Thursday, August 19, 2021

Fish on the Undesirable Aliens Act of 1929

Eric S. Fish, University of California, Davis School of Law, has posted Race, History, and Immigration Crimes, which is forthcoming in the Iowa Law Review:

The two most frequently charged federal crimes are immigration crimes: the misdemeanor of entering the United States without inspection, and the felony of reentering the United States after deportation. Federal prosecutors charge tens of thousands of people with these two crimes each year. In 2019, these two crimes comprised a majority of all federal criminal cases. About 99% of the defendants in these cases are nationals of Mexico or other Latin American countries.

These two crimes were enacted into law through the Undesirable Aliens Act of 1929. The legislative history of that Act reveals that its authors were motivated by pseudoscientific racism. They sought to preserve the purity of the white race by preventing Latin American immigrants from settling permanently in the United States. And they spoke forthrightly about this motive. They described Latin American immigrants as “mongrelized,” “peons,” “degraded,” and “mixed blood.” They held hearings where experts in eugenics testified about Latin Americans’ undesirable racial characteristics. They gave speeches about the need to protect American blood from contamination. They described Latin American immigration as a “great race question” concerning invasion by “people essentially different from us in character, in social position, and otherwise.”

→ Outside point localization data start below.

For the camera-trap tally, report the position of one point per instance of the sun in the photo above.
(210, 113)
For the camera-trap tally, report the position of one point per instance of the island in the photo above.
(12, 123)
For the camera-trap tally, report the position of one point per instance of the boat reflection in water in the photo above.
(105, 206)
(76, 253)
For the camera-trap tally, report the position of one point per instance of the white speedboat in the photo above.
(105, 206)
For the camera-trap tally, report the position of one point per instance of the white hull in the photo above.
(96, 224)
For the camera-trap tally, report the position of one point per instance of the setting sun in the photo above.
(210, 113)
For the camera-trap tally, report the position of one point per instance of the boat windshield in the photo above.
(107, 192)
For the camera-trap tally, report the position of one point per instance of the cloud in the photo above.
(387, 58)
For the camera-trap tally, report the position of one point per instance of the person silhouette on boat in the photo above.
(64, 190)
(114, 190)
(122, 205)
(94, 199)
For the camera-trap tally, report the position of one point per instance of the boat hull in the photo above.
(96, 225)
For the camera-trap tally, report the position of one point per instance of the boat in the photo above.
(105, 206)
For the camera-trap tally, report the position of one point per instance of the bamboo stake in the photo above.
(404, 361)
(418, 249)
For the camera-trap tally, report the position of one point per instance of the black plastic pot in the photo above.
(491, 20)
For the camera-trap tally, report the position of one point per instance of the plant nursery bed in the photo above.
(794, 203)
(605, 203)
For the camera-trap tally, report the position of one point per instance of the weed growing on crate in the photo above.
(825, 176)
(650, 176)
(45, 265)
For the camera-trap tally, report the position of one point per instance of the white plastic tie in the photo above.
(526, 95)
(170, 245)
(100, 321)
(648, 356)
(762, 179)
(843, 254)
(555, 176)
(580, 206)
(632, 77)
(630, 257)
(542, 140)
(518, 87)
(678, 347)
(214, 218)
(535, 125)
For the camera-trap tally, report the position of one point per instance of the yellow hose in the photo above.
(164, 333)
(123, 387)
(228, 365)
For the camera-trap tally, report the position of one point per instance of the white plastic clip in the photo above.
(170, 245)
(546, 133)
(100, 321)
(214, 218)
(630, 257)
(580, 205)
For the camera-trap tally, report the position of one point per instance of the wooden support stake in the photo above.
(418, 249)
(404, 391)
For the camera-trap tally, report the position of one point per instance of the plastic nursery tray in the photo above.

This Article thoroughly documents the legislative history of the Undesirable Aliens Act of 1929. It relies on primary sources—speeches, legislative reports, testimony, statements in the congressional record, private correspondences, eugenicist scholarship, and other writings by the men who conceived and enacted the law. The Article shows that this history brings the law into conflict with the Constitution’s Equal Protection Clause. While the crimes of unlawful entry and reentry are racially neutral on their faces, the story of their enactment reveals explicit racial animus against Latin American immigrants. Consequently, they are unconstitutional under the framework established by the Supreme Court in Arlington Heights v. Metropolitan Housing Development Corp. The Article also considers whether these crimes can be defended under Congress’s broad power to enact immigration laws, and whether their pro forma 1952 reenactment purged them of racial animus.